A Los Angeles couple have made it their mission to raise awareness of a rare skin condition afflicting their newborn son.
Kacy Dworsky was born with congenital melanocytic nevus, a rare skin disorder in which large moles cover a significant portion of the body. Kacy has a severe form of the disease.
"It was everywhere," his mother, Stephanie, told KCAL. "Just spots on his face and legs, and his back is covered."
Stephanie confessed to feeling as though her son's condition is somehow her fault.

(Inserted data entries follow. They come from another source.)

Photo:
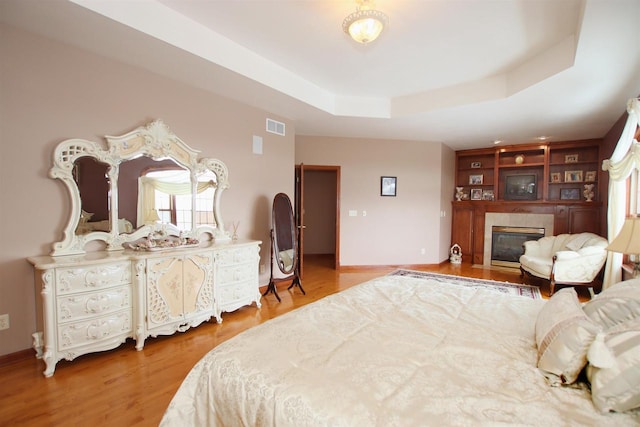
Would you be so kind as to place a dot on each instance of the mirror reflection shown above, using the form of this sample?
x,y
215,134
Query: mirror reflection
x,y
284,245
145,181
91,178
284,233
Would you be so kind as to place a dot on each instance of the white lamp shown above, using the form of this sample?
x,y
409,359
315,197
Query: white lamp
x,y
366,23
628,241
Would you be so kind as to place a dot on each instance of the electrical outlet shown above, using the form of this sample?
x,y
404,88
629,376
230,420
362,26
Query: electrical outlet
x,y
4,321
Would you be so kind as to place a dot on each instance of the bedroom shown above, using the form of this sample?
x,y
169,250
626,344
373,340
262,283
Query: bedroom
x,y
94,95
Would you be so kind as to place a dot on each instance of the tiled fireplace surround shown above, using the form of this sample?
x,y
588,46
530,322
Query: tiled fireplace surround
x,y
513,220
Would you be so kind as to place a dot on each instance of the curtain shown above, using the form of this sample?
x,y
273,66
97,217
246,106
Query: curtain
x,y
625,158
146,193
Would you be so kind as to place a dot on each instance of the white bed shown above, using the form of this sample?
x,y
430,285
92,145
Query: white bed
x,y
395,351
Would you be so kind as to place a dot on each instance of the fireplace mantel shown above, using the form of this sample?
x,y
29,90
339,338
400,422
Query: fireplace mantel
x,y
468,228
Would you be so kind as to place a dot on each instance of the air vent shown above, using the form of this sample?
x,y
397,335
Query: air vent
x,y
275,127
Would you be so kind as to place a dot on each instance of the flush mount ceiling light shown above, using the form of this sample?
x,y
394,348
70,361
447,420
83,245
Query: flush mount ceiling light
x,y
365,24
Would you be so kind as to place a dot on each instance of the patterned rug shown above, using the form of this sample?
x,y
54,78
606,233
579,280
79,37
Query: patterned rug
x,y
502,287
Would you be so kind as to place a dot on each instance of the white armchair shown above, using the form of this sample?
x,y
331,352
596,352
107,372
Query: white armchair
x,y
570,259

"You know, you go through 10 months to do everything you can to have a perfect pregnancy and be healthy, and then you think you did something wrong," she said.
Although congenital melanocytic nevus is a mostly cosmetic disorder, the Dworskys are reluctant to take their baby out in public, fearing people's reactions. This is something doctors had warned them about.
"People will stare, kids may say mean things, even parents may not want their child playing with yours because they don't know what it is," Kacy's father, Dan, said.
"I try not to go out, and I feel so guilty," Stephanie added.
Still, the Dwosrkys are determined to make the most of the situation. They want to raise awareness of congenital melanocytic nevus and other similar conditions so people with the conditions are no longer stigmatized.
Because of the way others treat them, people with congenital melanocytic nevus are liable to develop a negative self-perception, leading to anxiety, depression and low self-esteem, according to Nevus Outreach.
Ultimately, it sounds like much can be learned from Kacy's 3-year-old sister.
"From day one, she didn't see anything on his face," Dan said. "She never mentioned it. The only way we knew she saw it was when she would only kiss him on his spots."